# Regular spaces and Hausdorff space

I was going through a topology lecture note and came across the concepts of regular spaces (T3 ) and Hausdorff space (T2).

I came across a statement :Every regular space is Hausdorff .

As those notes did not contain any proof for this I tried to do it .Now a regular space is one in which given any point $\ x$ and any closed set $\ V$,which does not contain $\ x$ , there exists two disjoint open subsets $\ U_1$ and $\ U_2$ such that $\ x$ $\ \epsilon$ $\ U_1$ and $\ V$ $\ \epsilon$ $\ U_2$ .

Now for this to be a Hausdorff space , for every two distinct points $\ a$ and $\ b$, we should be able to find two disjoint open sets $\ U_1$ and $\ U_2$, such that $\ a$ $\ \epsilon$ $\ U_1$ and $\ b$ $\ \epsilon$ $\ U_2$. Now take two points in the space $\ a$ and $\ b$ in a regular space . If we can find one closed set which contains only one of the two points then we are done . If the two points belong to two different open sets in the topology then we can guarantee that we can find a closed set that contains only one of them.How to proceed if both the points belong to the same open set in the topology ? At the same time , whether a set is open or not depends on the topology ,I can't construct an open set as per my wish in a way that it contains only one of the two points. What am I missing here ? Thanks in Advance.

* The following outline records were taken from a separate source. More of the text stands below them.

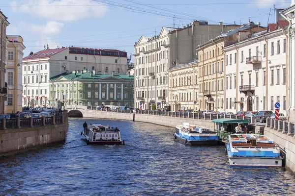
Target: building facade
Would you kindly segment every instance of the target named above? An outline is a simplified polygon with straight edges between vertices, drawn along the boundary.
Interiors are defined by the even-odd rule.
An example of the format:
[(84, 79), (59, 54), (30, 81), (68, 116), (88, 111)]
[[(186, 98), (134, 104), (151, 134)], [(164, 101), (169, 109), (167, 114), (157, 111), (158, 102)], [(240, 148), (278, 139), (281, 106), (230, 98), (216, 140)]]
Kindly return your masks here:
[(134, 45), (136, 107), (140, 103), (144, 109), (150, 109), (152, 104), (171, 107), (173, 98), (169, 97), (168, 70), (194, 61), (195, 49), (200, 43), (239, 26), (194, 20), (181, 28), (164, 27), (158, 35), (142, 36)]
[(23, 59), (23, 105), (50, 106), (50, 78), (84, 69), (125, 74), (128, 59), (126, 52), (118, 50), (69, 47), (31, 52)]
[(5, 82), (6, 32), (9, 25), (8, 18), (0, 11), (0, 114), (4, 114), (4, 101), (7, 99), (7, 83)]
[(226, 84), (228, 84), (225, 78), (226, 66), (236, 64), (237, 58), (236, 54), (225, 54), (224, 48), (248, 39), (249, 35), (254, 32), (264, 30), (265, 28), (250, 23), (197, 48), (199, 58), (198, 99), (201, 110), (224, 111), (228, 107), (226, 100), (229, 98), (225, 94), (225, 87), (227, 87)]
[(226, 64), (226, 111), (272, 110), (276, 102), (286, 114), (288, 99), (286, 21), (224, 49), (235, 56)]
[(5, 103), (5, 113), (21, 111), (22, 107), (23, 84), (22, 63), (26, 49), (24, 40), (20, 36), (7, 36), (6, 72), (5, 82), (7, 83), (7, 98)]
[(198, 62), (194, 61), (169, 69), (171, 111), (199, 109), (198, 69)]
[(49, 80), (49, 103), (57, 107), (80, 105), (134, 106), (134, 76), (102, 74), (84, 69), (62, 74)]

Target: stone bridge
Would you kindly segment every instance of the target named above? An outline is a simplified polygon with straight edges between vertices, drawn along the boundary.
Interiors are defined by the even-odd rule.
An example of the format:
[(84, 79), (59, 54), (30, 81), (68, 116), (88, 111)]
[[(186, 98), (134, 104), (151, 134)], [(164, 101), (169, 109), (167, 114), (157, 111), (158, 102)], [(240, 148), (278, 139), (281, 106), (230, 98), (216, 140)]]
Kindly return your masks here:
[(67, 110), (69, 117), (83, 117), (83, 114), (88, 110), (87, 107), (79, 105), (67, 105), (64, 109)]

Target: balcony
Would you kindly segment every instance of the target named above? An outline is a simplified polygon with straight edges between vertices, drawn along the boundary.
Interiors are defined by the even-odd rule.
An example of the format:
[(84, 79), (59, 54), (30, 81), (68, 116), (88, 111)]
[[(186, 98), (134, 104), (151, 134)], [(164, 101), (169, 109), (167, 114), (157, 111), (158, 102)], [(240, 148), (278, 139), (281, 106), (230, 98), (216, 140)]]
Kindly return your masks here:
[(136, 100), (138, 101), (145, 101), (145, 98), (142, 97), (138, 97), (136, 98)]
[(207, 98), (210, 98), (211, 93), (210, 92), (210, 91), (205, 90), (203, 91), (203, 95)]
[(244, 94), (245, 96), (254, 95), (255, 90), (255, 87), (254, 85), (243, 85), (239, 87), (240, 93)]
[(246, 64), (255, 65), (261, 63), (261, 56), (253, 56), (246, 58)]

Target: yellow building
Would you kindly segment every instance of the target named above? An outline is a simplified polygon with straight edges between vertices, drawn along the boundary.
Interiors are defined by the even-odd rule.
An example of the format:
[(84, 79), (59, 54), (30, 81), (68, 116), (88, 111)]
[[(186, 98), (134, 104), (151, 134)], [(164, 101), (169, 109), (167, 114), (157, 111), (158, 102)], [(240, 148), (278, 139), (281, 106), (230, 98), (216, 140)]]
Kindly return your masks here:
[(4, 112), (9, 114), (22, 111), (23, 82), (22, 66), (24, 40), (19, 35), (6, 36), (6, 72), (7, 97), (4, 101)]

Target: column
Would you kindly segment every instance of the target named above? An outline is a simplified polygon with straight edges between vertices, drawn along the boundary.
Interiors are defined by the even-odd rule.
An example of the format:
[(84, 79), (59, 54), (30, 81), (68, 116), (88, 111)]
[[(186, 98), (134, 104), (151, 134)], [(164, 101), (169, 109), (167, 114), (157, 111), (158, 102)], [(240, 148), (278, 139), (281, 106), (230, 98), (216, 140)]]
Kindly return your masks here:
[(107, 83), (107, 100), (109, 100), (109, 83)]
[(101, 100), (101, 83), (99, 83), (99, 100)]
[(117, 100), (117, 84), (114, 84), (115, 90), (114, 91), (114, 100)]

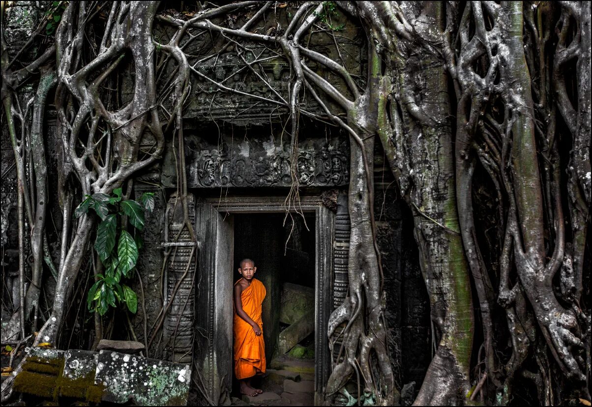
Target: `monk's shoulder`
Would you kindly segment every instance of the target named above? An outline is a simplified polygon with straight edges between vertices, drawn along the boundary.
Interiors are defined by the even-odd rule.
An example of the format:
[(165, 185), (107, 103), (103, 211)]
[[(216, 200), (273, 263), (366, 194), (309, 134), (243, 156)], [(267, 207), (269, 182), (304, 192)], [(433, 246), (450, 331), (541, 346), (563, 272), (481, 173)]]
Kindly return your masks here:
[(264, 289), (264, 290), (265, 289), (265, 285), (264, 285), (264, 284), (263, 284), (263, 283), (262, 283), (262, 282), (261, 282), (261, 280), (259, 280), (259, 279), (253, 279), (253, 280), (252, 280), (252, 282), (251, 282), (251, 284), (252, 284), (252, 283), (253, 283), (253, 282), (255, 282), (255, 281), (256, 281), (256, 282), (257, 282), (256, 283), (257, 284), (257, 285), (259, 286), (259, 287), (260, 287), (260, 288), (262, 288), (263, 289)]
[(234, 283), (234, 292), (238, 292), (239, 294), (244, 290), (244, 283), (240, 280)]

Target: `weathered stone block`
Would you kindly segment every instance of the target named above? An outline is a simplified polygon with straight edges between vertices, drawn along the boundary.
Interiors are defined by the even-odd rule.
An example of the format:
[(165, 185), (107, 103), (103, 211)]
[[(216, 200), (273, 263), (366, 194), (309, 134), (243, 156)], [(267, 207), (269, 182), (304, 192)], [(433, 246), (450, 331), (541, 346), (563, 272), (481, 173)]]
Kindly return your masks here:
[(288, 325), (295, 324), (311, 311), (313, 312), (312, 319), (314, 321), (314, 290), (304, 286), (285, 283), (282, 291), (279, 322)]
[[(309, 311), (301, 317), (296, 322), (284, 330), (279, 333), (278, 338), (278, 354), (283, 355), (294, 347), (296, 344), (306, 338), (314, 331), (314, 310)], [(294, 357), (304, 357), (307, 354), (307, 349), (302, 348), (302, 354), (291, 355)]]
[(99, 350), (113, 350), (121, 353), (134, 354), (144, 350), (144, 344), (135, 341), (111, 341), (101, 339), (96, 348)]
[(256, 396), (247, 396), (243, 395), (243, 401), (253, 405), (258, 405), (263, 403), (268, 403), (274, 400), (279, 400), (280, 397), (275, 393), (266, 392)]
[(191, 377), (187, 364), (103, 350), (95, 383), (104, 386), (104, 401), (181, 406), (187, 403)]
[[(269, 133), (268, 133), (269, 134)], [(272, 135), (242, 140), (224, 135), (221, 140), (188, 134), (185, 138), (187, 186), (189, 188), (291, 186), (289, 140)], [(349, 179), (349, 144), (343, 137), (310, 138), (298, 143), (297, 171), (301, 186), (346, 185)], [(176, 183), (171, 146), (165, 154), (161, 181)]]
[(86, 350), (70, 350), (66, 354), (64, 370), (59, 380), (62, 397), (99, 403), (103, 387), (95, 384), (98, 354)]
[(294, 382), (293, 380), (284, 381), (284, 391), (286, 393), (314, 393), (314, 382), (313, 380), (303, 380)]

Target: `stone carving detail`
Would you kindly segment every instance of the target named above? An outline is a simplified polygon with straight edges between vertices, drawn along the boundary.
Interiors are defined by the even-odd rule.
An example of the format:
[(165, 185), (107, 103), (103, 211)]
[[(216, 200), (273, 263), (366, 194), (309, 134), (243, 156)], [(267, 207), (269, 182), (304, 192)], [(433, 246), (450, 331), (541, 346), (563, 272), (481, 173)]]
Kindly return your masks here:
[[(269, 138), (233, 140), (223, 137), (220, 146), (204, 138), (185, 138), (185, 161), (189, 188), (290, 186), (289, 145)], [(308, 138), (299, 144), (297, 176), (301, 186), (336, 186), (349, 180), (349, 145), (345, 138)], [(168, 151), (162, 182), (175, 186), (174, 157)]]
[[(195, 227), (195, 204), (192, 194), (188, 194), (187, 206), (189, 221), (192, 227)], [(165, 272), (165, 306), (169, 301), (172, 301), (172, 303), (165, 320), (163, 343), (169, 360), (186, 363), (191, 361), (193, 347), (192, 340), (195, 316), (194, 283), (197, 256), (196, 253), (191, 257), (191, 251), (194, 248), (193, 243), (187, 228), (183, 228), (183, 207), (181, 199), (175, 195), (169, 199), (165, 219), (165, 250), (172, 248)], [(182, 229), (179, 238), (175, 240)], [(184, 277), (186, 270), (186, 275)], [(182, 279), (175, 297), (171, 299), (175, 287)]]
[(337, 196), (335, 218), (335, 242), (333, 251), (333, 307), (337, 308), (348, 295), (348, 261), (349, 257), (349, 232), (351, 225), (348, 204), (348, 194), (341, 192)]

Unfortunately, the terminology is not standardized. Some people define "regular" the way you did, and define "$T_3$" to mean "regular and Hausdorff" (or equivalently "regular and $T_1$" or "regular and $T_0$"); others, unfortunately, interchange the meanings of "regular" and "$T_3$", so that for them "regular" includes Hausdorff and "$T_3$" does not.
X={1,2,3,4} Topology on X be { X, $\phi$, {1,2} , {3,4} }.. You can check the given space is not Hausdorff under the given topology, since there exists no disjoint neighbourhoods of 0 and 1. but, it is regular.